El algoritmo lo guio al barrio en el que todas esas cosas que imaginó ante la pantalla se multiplican cual virus: Palermo. Después descubriría que Palermo no es el único Palermo, porque la palermización que transformó a Palermo en Palermo, hoy está palermizando a otros barrios, tal como si fuera una infección. También, entendería que hay muchos Palermos dentro del propio Palermo, aunque tampoco queda muy claro en qué lugar empieza uno y termina el otro. De todos los posibles Palermos, el docente riocuartense fue a parar al Soho, casi en el límite con el Hollywood. Más precisamente a un hostel en la calle Charcas entre Godoy Cruz y Fray Justo Santa María de Oro.

Una vez conseguida la cama, llegó el turno de la comida. Ante una nueva necesidad, la respuesta fue otra vez el algoritmo. Mardones sintió algo vulnerada su privacidad, cuando al ingresar a Instagram, la red le empezó a mostrar publicidades cercanas al lugar que había elegido para dormir. Maldijo a Meta y Mark Zuckerberg, pero igual se entregó a las ofertas. Sin demora, empezó a seguir a instagramers, youtubers, influencers y otros ers, que presentaban guías y rankings sobre los mejores lugares para degustar un café o ganarse una diabetes tipo 2, por deleitarse con delicatessens de todos los tipos y tamaños.

Dentro de la amplia gama de influencers que ofrece el mainstream actual están aquellos que parecen la reencarnación centennial de Heródoto de Halicarnaso o Calímaco de Cirene. Dicen que estos helénicos inventaron el turismo, al hacer la primera lista de lugares a los que se debía visitar antes de partir a verle la cara a Hades. A ellos y otros que retomaron sus escritos la humanidad les debe las Siete Maravillas del Mundo Antiguo. Esa costumbre de hacer enumeraciones sobre obras, monumentos y otras estructuras a las que había que ir para no quedarse afuera del mundo prendió y sigue hasta nuestros días. Por eso Mardones no dudó en seguir a los Calícamos de las redes que le cuentan a la gente cuáles son los imperdibles de Buenos Aires. Así, el Obelisco es el Coloso de Rodas, en el Rosedal reviven los Jardines Flotantes de Babilonia y el Cementerio de Recoleta es el Mausoleo de Halicarnaso.     

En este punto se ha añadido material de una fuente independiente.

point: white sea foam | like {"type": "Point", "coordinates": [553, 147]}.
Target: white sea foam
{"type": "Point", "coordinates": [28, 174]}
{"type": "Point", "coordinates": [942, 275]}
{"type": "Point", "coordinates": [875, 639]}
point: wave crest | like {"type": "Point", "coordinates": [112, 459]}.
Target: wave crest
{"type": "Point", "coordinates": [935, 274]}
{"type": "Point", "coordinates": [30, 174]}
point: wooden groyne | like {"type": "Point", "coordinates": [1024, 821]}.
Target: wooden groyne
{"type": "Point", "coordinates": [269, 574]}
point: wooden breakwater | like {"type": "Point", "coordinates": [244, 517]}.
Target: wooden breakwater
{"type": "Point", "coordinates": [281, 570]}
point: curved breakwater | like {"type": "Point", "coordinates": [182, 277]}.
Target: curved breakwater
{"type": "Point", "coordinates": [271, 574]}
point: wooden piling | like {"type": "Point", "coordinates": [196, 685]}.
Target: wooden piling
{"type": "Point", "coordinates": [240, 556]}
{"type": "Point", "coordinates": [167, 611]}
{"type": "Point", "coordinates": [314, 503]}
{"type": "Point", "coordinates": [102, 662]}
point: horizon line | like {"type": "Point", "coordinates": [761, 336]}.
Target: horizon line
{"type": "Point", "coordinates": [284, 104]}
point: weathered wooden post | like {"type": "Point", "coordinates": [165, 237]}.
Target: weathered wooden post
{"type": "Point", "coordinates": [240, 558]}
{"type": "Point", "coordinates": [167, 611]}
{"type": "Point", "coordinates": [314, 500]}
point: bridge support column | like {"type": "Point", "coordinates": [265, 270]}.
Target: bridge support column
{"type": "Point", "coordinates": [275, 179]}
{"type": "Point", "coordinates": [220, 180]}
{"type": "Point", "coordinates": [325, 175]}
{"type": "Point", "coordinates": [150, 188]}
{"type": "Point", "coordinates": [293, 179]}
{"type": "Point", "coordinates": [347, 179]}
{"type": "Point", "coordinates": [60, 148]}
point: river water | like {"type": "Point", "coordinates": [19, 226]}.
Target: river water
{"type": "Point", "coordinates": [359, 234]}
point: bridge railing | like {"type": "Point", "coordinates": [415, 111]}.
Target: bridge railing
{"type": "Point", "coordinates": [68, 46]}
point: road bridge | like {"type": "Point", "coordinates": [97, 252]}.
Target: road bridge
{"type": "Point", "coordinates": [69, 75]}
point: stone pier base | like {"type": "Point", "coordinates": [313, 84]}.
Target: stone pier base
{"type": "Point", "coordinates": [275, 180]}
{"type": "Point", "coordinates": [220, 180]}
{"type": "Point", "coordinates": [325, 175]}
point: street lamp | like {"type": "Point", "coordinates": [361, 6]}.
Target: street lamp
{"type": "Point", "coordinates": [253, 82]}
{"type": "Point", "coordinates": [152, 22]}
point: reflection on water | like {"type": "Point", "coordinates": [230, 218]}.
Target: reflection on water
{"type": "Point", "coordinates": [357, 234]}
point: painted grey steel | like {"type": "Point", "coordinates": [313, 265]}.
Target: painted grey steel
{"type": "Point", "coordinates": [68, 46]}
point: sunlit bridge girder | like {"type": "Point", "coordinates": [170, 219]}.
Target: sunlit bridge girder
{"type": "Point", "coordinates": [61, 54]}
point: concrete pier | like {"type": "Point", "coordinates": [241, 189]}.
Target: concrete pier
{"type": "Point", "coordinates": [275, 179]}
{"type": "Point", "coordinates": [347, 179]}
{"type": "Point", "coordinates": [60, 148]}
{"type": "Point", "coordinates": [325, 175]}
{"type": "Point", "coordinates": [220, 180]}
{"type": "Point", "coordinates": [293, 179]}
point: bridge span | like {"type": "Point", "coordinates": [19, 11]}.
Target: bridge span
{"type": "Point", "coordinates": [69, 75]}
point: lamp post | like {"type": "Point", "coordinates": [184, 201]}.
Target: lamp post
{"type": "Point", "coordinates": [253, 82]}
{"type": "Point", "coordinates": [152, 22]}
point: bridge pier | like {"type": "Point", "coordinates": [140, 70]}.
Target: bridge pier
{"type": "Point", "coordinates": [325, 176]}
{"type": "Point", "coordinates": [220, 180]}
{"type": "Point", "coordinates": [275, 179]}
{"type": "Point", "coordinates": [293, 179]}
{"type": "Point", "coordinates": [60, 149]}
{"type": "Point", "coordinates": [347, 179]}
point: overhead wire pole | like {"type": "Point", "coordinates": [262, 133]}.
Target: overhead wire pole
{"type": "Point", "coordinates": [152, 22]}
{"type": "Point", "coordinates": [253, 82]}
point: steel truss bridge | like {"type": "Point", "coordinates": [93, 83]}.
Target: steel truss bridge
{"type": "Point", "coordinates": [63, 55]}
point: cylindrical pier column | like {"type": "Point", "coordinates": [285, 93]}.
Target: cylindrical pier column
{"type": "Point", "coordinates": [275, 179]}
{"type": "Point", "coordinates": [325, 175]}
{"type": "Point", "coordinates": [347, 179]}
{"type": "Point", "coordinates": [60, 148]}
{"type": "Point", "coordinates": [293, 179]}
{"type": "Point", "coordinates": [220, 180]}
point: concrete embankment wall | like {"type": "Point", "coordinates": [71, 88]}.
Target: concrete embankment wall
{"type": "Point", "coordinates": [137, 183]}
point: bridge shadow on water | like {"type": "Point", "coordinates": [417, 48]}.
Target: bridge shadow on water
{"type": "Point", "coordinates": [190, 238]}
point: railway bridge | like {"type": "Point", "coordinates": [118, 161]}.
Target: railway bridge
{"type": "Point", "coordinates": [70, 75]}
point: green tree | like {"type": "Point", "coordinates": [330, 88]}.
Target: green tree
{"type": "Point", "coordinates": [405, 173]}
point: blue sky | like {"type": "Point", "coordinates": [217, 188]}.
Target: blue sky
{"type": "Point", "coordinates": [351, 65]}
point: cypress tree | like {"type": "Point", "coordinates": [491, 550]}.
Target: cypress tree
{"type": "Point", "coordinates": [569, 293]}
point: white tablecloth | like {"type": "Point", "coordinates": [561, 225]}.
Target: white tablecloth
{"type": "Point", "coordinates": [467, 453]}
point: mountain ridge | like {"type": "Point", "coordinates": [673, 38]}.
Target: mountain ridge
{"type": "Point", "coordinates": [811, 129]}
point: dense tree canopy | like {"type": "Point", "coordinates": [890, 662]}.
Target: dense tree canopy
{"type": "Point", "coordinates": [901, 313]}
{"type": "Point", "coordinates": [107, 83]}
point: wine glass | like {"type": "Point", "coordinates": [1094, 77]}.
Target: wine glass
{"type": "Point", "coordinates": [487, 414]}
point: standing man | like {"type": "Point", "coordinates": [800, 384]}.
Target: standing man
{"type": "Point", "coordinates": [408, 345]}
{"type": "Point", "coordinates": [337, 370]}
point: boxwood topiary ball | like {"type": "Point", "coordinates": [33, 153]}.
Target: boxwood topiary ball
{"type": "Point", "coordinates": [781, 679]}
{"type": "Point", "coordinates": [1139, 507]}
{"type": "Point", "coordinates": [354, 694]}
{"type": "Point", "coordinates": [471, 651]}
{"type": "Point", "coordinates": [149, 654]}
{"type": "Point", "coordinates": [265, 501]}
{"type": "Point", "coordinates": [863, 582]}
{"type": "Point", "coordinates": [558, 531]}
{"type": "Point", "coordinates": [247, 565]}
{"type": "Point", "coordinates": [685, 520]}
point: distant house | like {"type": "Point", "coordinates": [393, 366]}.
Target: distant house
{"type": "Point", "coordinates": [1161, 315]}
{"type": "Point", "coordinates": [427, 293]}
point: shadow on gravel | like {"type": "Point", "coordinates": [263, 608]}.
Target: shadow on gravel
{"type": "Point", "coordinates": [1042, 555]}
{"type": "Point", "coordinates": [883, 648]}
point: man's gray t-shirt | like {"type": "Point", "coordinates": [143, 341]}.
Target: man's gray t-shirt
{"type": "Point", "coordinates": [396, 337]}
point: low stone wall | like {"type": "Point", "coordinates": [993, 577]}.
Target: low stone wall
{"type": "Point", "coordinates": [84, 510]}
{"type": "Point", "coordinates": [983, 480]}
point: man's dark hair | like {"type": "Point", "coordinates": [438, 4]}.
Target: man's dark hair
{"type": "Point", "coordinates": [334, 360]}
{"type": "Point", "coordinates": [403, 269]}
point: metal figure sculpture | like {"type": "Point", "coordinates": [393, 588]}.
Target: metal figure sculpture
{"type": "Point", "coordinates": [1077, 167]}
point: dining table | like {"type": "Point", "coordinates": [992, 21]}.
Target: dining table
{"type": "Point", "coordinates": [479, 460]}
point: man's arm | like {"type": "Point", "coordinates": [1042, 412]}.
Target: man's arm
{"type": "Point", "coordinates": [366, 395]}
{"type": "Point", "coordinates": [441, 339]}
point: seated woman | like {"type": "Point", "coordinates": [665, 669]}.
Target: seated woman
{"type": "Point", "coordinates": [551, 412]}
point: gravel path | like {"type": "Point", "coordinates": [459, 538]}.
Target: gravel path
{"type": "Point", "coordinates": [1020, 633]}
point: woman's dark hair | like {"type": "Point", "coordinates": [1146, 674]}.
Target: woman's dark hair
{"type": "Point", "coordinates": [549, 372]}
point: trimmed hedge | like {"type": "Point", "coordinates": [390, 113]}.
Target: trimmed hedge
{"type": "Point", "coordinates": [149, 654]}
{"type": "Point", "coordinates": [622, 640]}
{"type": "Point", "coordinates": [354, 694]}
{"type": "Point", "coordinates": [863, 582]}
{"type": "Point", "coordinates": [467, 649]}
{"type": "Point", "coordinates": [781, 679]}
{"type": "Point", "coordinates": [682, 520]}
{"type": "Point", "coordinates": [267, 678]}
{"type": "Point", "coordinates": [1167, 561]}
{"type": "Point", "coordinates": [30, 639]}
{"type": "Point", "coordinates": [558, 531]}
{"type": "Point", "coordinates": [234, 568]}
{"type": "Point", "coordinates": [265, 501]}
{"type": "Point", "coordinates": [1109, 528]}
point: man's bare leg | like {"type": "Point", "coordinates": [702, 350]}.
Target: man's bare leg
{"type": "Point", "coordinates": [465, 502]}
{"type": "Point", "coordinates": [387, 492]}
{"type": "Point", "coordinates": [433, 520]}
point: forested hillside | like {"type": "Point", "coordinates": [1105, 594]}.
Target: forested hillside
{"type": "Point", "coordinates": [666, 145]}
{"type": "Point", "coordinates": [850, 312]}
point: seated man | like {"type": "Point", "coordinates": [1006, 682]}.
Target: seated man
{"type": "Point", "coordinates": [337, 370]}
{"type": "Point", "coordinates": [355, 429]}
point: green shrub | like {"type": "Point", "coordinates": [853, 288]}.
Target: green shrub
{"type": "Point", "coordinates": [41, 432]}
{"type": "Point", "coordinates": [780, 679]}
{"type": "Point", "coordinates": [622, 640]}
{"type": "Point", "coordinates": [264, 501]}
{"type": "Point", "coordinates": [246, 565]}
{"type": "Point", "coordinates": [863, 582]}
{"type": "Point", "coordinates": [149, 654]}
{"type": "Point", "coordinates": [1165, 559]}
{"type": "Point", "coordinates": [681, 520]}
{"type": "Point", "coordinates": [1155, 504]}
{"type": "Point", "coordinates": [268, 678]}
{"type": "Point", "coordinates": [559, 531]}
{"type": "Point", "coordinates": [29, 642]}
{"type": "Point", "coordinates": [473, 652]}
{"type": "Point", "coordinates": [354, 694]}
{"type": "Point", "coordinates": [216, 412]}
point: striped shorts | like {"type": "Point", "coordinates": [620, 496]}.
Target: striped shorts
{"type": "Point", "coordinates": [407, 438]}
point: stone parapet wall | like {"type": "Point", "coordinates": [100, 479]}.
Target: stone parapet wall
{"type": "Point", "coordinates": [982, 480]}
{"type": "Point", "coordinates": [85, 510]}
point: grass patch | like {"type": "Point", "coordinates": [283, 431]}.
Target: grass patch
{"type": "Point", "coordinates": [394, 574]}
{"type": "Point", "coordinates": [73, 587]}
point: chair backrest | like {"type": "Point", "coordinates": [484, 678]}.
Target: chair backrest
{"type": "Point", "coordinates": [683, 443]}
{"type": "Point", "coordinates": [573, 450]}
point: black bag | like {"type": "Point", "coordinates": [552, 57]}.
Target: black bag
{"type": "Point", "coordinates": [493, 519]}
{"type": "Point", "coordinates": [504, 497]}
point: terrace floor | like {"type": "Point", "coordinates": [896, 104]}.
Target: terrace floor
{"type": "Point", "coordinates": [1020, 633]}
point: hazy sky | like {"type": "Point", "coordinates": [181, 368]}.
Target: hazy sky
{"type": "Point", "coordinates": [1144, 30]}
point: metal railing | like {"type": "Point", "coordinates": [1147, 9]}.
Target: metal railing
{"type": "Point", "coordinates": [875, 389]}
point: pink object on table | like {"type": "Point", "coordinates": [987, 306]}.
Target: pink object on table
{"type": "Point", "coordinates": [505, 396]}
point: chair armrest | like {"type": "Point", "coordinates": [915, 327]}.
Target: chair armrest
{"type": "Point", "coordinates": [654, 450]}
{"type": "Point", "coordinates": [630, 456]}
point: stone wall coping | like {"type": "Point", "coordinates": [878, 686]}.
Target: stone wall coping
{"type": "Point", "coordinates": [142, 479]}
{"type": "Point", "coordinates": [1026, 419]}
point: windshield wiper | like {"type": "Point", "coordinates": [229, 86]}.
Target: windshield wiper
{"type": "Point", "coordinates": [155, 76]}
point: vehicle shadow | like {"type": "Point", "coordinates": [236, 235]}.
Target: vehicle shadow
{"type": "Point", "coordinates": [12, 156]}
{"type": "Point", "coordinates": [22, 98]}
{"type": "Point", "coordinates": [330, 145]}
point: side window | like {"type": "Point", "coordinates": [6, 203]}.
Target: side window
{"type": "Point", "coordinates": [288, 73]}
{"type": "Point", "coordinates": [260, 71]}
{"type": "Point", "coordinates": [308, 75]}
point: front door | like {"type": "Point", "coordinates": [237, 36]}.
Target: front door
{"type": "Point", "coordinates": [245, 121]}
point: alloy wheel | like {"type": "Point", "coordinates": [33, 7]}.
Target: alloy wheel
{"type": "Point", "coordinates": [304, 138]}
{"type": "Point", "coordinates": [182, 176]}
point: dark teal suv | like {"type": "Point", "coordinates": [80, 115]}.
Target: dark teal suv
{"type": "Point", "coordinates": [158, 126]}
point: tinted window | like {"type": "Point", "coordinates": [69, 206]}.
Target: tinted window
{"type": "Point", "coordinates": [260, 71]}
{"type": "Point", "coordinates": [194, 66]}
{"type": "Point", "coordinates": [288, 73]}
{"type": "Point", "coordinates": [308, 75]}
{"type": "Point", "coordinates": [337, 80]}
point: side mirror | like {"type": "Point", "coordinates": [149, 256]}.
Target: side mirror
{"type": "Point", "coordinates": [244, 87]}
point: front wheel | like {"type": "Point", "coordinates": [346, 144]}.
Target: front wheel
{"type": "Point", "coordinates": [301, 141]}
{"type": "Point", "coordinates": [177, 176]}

Entre tantas listas que Mardones armó, la última en tachar de su lista de listas, fue la playlist. Recurriendo al algoritmo, pero también a su memoria, decidió formar varios grupos de canciones para que lo acompañaran mientras caminaba, tomaba café o simplemente se detenía a mirar el horizonte. Es de los que piensa que la vida merece tener una buena banda de sonido. No basta con el ambiente, la música es lo que termina de darle sentido a las escenas de la vida cotidiana.

Si bien siente que nació un poco a destiempo, Mardones sabe que algunas partes de su ser se han amoldado al siglo XXI. Por eso una de esas playlist fue rotulada bajo el nombre de “la vendehumo”. En ella se reúnen una serie de temas que referencian de alguna manera a Buenos Aires. El objetivo -y de ahí la etiqueta- de este listado es acompañar las fotos que serán subidas a Instagram para mostrarle a todos sus contactos que él está en la Capital. Algo que él define como producto de un narcisismo propio y la demanda que imponen las modas en estos tiempos. Un exceso de ego que hace aparecer su costado snob y esa creencia de que a todos sus conocidos riocuartenses les hace falta saber que él está de viaje. Así, “En la ciudad de la furia” de Soda Stereo acompañará en uno de los primeros viajes a una foto de una estrellada y calurosa noche de marzo, tomada desde la terraza del hostel; “Preludio para el año 3001”, inundará un fotograma futurista del puente de la mujer y las torres de Faenalandia (Puerto Madero, para los desprevenidos); “No soy un extraño”, la imagen en blanco y negro de una tarde fría y gris en Plaza de Mayo. El proceso se repetirá de manera constante en cada una de las travesías.